Confirmation 18 octobre 2022
Commentaire • 0
Sur la décision
| Référence : | CA Chambéry, 1re ch., 18 oct. 2022, n° 21/01629 |
|---|---|
| Juridiction : | Cour d'appel de Chambéry |
| Numéro(s) : | 21/01629 |
| Importance : | Inédit |
| Dispositif : | Autre |
| Date de dernière mise à jour : | 6 août 2024 |
| Lire la décision sur le site de la juridiction |
Texte intégral
COUR D’APPEL de CHAMBÉRY
Chambre civile – Première section
Arrêt du Mardi 18 Octobre 2022
N° RG 21/01629 – N° Portalis DBVY-V-B7F-GYUD
Décision attaquée : Jugement du TJ hors JAF, JEX, JLD, J. EXPRO, JCP d’ANNECY en date du 20 Mai 2021, RG 21/00472
Appelants
M. [K] [U]
né le 16 Août 1984 à [Localité 7], demeurant [Adresse 9]
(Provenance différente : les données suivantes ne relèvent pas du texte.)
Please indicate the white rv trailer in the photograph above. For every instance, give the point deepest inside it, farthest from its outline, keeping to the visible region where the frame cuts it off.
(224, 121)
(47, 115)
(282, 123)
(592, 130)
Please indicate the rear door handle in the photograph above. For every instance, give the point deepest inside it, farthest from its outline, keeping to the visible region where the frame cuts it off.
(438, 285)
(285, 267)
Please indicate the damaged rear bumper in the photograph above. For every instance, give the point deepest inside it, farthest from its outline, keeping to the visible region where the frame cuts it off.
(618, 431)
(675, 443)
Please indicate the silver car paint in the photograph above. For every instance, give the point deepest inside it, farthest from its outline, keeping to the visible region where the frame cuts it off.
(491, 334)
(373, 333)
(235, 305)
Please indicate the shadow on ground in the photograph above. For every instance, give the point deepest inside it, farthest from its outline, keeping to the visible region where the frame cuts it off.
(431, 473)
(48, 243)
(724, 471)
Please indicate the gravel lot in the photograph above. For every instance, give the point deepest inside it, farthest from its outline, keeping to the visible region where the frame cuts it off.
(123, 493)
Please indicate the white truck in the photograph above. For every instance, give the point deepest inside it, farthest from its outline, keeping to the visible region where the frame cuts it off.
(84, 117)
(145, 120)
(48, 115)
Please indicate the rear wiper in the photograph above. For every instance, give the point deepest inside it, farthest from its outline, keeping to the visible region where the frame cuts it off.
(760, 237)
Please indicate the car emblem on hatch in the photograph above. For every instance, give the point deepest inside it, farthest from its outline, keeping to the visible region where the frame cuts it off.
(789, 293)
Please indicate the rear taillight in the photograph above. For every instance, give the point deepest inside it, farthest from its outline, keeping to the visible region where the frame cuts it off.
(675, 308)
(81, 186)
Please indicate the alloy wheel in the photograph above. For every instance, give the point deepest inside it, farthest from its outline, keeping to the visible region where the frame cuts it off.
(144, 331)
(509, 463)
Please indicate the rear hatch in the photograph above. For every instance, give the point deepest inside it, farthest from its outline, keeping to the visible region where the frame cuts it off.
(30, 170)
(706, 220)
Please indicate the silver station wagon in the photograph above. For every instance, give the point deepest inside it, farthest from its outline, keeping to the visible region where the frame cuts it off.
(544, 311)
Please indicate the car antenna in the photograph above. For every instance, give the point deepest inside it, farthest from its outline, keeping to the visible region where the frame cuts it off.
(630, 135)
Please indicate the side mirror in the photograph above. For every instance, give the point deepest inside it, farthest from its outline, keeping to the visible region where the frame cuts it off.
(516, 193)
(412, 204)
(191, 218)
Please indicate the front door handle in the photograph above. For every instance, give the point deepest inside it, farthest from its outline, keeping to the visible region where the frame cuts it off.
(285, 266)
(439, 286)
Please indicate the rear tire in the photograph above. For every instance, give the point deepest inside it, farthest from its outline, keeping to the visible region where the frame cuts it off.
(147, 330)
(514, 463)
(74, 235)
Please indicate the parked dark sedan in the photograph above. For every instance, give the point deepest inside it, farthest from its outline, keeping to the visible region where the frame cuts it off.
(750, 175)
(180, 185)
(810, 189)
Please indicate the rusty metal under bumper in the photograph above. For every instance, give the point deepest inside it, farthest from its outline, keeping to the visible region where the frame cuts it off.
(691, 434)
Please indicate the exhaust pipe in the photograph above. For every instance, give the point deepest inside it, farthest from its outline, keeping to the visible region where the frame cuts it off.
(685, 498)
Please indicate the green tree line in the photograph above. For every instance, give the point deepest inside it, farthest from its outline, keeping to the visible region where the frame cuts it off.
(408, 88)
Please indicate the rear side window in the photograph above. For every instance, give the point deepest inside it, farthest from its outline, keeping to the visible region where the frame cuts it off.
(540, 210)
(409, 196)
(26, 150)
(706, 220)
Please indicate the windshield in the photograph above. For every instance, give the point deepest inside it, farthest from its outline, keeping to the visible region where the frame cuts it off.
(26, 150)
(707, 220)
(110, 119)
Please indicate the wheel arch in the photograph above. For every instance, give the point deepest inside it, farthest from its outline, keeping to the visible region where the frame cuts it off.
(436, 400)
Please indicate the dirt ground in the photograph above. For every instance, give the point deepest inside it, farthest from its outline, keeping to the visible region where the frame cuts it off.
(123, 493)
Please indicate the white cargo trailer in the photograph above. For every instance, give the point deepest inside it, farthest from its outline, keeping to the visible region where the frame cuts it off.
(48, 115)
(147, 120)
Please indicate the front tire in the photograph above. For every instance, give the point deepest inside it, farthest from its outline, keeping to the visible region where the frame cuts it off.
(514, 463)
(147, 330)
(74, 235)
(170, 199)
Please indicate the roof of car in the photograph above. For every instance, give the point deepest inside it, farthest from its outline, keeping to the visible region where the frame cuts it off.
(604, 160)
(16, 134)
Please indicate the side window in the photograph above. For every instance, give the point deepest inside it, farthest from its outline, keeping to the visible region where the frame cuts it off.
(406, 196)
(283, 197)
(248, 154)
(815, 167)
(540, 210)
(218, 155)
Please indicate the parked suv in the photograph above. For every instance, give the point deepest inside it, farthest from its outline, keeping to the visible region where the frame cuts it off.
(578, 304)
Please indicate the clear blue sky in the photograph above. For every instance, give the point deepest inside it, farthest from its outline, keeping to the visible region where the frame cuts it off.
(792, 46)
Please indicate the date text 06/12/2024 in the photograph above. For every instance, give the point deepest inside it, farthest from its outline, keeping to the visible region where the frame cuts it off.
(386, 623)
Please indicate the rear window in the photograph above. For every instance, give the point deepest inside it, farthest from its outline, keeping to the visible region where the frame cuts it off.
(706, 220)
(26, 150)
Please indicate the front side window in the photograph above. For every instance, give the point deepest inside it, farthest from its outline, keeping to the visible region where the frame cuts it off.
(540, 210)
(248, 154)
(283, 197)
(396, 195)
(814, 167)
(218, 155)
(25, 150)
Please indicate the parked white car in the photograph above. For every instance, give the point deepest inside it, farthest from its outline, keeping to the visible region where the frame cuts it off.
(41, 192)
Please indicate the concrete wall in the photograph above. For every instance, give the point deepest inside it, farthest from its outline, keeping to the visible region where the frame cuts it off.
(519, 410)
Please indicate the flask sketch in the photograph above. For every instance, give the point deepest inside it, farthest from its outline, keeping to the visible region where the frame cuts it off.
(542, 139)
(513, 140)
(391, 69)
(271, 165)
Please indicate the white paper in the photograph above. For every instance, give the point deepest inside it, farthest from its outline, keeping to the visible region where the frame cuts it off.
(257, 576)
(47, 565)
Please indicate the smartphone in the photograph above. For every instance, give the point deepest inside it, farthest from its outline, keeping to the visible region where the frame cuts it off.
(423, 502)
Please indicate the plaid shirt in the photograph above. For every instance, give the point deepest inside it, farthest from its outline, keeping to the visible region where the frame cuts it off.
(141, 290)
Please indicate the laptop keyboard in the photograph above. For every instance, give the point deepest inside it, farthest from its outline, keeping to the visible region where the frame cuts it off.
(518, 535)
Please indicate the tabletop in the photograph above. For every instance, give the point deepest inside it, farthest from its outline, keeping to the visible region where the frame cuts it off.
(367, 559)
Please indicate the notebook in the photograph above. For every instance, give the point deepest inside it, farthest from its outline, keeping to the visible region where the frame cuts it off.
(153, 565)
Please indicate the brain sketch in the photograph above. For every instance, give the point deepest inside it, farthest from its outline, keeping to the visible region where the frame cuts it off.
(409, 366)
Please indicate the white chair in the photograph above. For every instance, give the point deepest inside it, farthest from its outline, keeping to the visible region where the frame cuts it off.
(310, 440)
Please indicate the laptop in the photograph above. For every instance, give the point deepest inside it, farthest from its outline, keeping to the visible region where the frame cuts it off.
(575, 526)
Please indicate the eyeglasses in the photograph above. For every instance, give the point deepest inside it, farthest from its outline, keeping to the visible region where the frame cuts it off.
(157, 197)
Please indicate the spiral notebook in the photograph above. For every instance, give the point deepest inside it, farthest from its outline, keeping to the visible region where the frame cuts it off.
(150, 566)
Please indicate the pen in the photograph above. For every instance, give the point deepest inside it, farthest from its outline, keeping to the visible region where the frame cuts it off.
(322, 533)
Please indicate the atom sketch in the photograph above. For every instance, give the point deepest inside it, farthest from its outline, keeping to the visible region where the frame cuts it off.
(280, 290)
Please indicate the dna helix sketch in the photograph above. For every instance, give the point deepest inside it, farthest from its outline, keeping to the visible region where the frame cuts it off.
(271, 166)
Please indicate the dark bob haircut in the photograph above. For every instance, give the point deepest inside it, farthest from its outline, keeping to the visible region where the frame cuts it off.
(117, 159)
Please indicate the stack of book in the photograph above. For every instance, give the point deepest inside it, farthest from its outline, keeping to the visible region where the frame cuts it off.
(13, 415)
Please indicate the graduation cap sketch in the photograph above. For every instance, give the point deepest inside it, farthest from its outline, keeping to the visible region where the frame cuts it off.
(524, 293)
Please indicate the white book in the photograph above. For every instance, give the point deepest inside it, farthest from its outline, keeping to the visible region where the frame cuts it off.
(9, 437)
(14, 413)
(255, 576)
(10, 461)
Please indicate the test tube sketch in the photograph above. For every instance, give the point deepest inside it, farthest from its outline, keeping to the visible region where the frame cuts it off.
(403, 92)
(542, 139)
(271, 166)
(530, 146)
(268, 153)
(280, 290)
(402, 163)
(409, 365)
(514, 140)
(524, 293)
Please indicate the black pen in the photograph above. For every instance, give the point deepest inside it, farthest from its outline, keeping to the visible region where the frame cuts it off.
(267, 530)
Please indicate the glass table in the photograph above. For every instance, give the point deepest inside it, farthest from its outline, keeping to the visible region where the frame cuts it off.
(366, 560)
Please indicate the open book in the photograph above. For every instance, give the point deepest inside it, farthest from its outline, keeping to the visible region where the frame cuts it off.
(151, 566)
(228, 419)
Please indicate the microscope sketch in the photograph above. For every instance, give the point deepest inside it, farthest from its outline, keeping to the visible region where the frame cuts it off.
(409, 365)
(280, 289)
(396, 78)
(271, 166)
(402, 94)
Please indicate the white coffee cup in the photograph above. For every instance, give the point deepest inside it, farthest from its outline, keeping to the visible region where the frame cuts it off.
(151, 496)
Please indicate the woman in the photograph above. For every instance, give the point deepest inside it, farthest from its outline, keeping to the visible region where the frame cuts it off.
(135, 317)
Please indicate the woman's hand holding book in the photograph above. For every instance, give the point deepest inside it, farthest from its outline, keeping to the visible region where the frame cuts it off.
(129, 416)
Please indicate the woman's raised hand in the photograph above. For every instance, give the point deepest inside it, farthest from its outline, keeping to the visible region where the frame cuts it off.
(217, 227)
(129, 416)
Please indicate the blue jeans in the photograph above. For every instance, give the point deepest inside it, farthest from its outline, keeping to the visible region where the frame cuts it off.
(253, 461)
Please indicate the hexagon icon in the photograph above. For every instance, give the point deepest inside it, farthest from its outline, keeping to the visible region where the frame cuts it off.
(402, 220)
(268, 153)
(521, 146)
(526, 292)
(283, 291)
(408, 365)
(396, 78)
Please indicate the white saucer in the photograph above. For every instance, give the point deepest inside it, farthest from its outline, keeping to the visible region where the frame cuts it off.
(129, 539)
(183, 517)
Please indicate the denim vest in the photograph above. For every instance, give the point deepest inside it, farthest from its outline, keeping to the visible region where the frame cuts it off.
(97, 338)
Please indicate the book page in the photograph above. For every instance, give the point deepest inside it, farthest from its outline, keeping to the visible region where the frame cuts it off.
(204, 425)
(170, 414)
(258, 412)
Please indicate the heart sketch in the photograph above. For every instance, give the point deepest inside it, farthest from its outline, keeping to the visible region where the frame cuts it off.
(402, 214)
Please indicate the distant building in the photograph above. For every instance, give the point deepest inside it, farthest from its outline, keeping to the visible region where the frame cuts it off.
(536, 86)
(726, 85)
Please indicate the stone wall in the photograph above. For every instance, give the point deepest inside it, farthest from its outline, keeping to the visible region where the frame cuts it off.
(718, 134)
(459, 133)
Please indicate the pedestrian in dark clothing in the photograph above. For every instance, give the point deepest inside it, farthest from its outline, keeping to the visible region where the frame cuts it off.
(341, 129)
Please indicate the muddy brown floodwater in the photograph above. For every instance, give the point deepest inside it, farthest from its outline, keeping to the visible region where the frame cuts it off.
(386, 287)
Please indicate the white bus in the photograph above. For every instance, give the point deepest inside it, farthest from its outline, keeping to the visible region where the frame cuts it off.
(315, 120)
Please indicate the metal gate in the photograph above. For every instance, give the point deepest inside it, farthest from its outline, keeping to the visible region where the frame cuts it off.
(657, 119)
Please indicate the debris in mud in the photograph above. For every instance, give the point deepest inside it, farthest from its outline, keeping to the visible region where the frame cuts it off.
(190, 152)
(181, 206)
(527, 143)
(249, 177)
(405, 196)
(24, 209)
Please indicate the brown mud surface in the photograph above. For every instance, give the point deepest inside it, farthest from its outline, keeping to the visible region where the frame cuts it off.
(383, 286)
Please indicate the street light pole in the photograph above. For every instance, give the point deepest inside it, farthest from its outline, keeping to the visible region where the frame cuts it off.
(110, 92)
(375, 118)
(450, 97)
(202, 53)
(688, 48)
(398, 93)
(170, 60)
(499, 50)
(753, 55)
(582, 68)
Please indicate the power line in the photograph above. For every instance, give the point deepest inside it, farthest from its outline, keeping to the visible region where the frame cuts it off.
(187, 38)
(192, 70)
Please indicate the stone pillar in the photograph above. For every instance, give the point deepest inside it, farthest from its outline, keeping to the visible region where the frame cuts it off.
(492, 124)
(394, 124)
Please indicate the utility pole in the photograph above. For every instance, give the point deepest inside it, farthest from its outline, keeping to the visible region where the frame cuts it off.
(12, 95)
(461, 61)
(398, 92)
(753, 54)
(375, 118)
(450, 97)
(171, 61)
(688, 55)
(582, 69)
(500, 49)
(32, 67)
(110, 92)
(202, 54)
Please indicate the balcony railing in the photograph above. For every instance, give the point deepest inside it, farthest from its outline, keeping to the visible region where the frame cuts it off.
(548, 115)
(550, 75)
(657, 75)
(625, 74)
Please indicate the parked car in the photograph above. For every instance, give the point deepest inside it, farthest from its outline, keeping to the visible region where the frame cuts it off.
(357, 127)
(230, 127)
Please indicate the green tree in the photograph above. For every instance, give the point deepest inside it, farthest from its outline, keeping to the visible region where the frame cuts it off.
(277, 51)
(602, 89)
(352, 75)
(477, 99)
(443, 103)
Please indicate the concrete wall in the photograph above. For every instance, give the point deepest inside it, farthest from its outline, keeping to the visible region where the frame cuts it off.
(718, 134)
Représenté par Me Isabelle RATEL, avocat postulant au barreau de THONON-LES-BAINS
Représenté par Me Anissa ZAIDI, avocat plaidant au barreau de PARIS
Intimés
M. [S] [N]
né le 18 Septembre 1962 à [Localité 10], demeurant [Adresse 8] / FRANCE
Représenté par la SELARL HAMEL ISABELLE, avocats au barreau d’ANNECY
M. [O] [A] [H] [C]
né le 14 Avril 1961 à [Localité 3], demeurant [Adresse 5] SUISSE
Sans avocat constitué
— =-=-=-=-=-=-=-=-
COMPOSITION DE LA COUR :
Lors de l’audience publique des débats, tenue le 28 juin 2022 avec l’assistance de Mme Sylvie LAVAL, Greffier,
Et lors du délibéré, par :
— M. Michel FICAGNA, Président,
— Mme Alyette FOUCHARD, Conseiller,
— Mme Inès REAL DEL SARTE, Conseiller,
— =-=-=-=-=-=-=-=-
Il a été procédé au rapport.
EXPOSÉ DU LITIGE
Pour obtenir l’exécution d’un jugement rendu par le tribunal de grande instance d’Annecy le 16 juin 2010, condamnant M. [O] [C] à lui payer diverses sommes, M. [K] [U] a engagé à l’encontre de son débiteur une procédure de saisie immobilière portant sur un appartement et une cave situés à Annecy.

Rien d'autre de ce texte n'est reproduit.